ACCRA, Nov 14 (Reuters) – Financial reparations are long overdue for Africans and the diaspora in compensation for the enslavement of people of African descent, Ghana’s President Nana Akufo-Addo said on Tuesday on the first day of a conference on how to address historical injustices.
Advocates have long called for reparations or other reparations for slavery, but the movement has recently gained momentum around the world amid growth from countries in Africa and the Caribbean.
“No amount of money can undo the damage caused by the transatlantic slave trade… But certainly, this is an issue the world must face and can no longer ignore,” Akufo-Addo said, opening the four-day conference reparations in Ghana’s capital Accra.
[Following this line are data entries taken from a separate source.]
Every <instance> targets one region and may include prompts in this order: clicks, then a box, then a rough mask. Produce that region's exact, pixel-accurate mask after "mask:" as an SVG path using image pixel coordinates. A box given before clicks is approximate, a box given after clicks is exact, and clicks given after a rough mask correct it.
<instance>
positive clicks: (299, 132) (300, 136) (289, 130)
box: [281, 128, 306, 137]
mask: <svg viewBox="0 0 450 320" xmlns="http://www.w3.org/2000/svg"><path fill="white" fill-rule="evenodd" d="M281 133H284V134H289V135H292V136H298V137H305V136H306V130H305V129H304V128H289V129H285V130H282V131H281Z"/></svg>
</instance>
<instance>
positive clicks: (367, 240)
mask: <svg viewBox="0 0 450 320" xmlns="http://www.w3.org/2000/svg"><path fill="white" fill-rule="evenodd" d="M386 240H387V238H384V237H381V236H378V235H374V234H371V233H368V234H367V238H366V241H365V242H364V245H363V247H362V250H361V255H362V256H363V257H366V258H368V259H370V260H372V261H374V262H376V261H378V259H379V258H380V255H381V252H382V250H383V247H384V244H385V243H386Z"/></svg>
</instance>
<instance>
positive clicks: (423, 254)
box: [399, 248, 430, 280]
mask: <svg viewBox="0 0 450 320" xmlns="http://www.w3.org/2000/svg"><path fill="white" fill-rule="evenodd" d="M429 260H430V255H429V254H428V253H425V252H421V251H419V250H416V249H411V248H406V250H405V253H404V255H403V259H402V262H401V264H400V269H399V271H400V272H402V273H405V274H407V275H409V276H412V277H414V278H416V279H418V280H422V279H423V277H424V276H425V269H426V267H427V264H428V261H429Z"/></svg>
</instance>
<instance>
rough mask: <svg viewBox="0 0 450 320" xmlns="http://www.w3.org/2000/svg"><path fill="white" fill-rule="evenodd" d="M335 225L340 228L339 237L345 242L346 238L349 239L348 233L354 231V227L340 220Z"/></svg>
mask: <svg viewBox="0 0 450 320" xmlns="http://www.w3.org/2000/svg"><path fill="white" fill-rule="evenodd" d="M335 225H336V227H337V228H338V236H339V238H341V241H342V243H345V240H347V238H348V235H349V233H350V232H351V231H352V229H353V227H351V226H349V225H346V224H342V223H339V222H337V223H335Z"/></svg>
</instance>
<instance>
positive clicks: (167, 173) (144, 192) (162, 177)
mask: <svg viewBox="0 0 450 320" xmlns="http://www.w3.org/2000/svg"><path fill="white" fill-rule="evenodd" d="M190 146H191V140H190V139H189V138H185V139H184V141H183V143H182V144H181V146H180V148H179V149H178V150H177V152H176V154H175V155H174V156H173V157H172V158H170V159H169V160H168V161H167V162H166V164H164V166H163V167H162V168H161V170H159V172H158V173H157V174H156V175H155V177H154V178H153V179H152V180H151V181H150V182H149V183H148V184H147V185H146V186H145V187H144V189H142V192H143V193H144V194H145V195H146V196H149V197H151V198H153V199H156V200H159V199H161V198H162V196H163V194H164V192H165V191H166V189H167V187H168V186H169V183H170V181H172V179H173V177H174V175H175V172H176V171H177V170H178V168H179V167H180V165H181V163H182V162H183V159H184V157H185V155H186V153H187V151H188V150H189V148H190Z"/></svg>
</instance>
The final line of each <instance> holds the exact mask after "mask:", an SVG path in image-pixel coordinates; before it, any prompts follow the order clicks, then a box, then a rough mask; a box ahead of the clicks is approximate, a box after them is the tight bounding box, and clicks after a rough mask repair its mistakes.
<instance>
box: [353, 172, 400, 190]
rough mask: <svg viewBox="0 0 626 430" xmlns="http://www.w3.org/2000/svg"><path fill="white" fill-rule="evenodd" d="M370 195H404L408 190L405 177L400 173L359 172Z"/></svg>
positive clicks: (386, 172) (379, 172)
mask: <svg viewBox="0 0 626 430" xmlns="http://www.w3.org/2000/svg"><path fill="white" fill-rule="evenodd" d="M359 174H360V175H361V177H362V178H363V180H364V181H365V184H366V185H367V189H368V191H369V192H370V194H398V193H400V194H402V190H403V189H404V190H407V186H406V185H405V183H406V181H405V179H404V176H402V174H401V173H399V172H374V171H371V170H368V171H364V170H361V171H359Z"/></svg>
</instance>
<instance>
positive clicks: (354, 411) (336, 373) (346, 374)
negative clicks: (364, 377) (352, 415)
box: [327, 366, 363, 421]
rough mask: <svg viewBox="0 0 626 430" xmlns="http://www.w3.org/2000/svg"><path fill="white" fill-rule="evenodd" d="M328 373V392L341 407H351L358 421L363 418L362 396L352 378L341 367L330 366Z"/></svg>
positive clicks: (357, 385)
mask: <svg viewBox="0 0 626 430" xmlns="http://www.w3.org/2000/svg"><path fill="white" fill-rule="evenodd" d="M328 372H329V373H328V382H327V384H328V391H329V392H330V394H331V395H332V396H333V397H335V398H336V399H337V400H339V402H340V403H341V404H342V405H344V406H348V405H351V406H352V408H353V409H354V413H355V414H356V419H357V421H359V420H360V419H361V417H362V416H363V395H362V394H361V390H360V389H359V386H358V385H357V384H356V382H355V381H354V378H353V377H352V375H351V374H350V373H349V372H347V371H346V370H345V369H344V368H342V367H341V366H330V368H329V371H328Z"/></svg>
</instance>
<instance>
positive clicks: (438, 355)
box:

The event is expected to create an African-led action plan to advance restorative justice, establish an African expert panel to oversee the plan’s implementation and strengthen cooperation with the wider diaspora, according to a list of planned outcomes in her website.
“The whole period of slavery meant that our progress, economically, culturally and psychologically, was stifled. There are legions of stories of families torn apart,” Akufo-Addo said. “You can’t quantify the effects of such tragedies, but they must be recognized.”
From the 15th to the 19th century, at least 12.5 million Africans were kidnapped and forcibly transported by European ships and traders and sold as slaves. Those who survived the brutal journey ended up toiling on plantations under inhumane conditions in the Americas, mostly in Brazil and the Caribbean, while European settlers and others profited from their labor.
In September, a United Nations report said countries could consider making financial payments among other forms of reparations, but warned that legal claims are complicated by the passage of time and difficulty in tracing perpetrators and victims.
Akufo-Addo said he welcomed what he called a clarion call from Caribbean nations for reparations.
“We in Africa must work with them to advance the cause,” he said to applause from the audience that included other African and Caribbean heads of state and other high-level delegates.
Report by Christian Akorlie and Maxwell Akalaare Adombila. Alessandra Prentice writes. Edited by Aurora Ellis
Our Standards: The Thomson Reuters Trust Principles.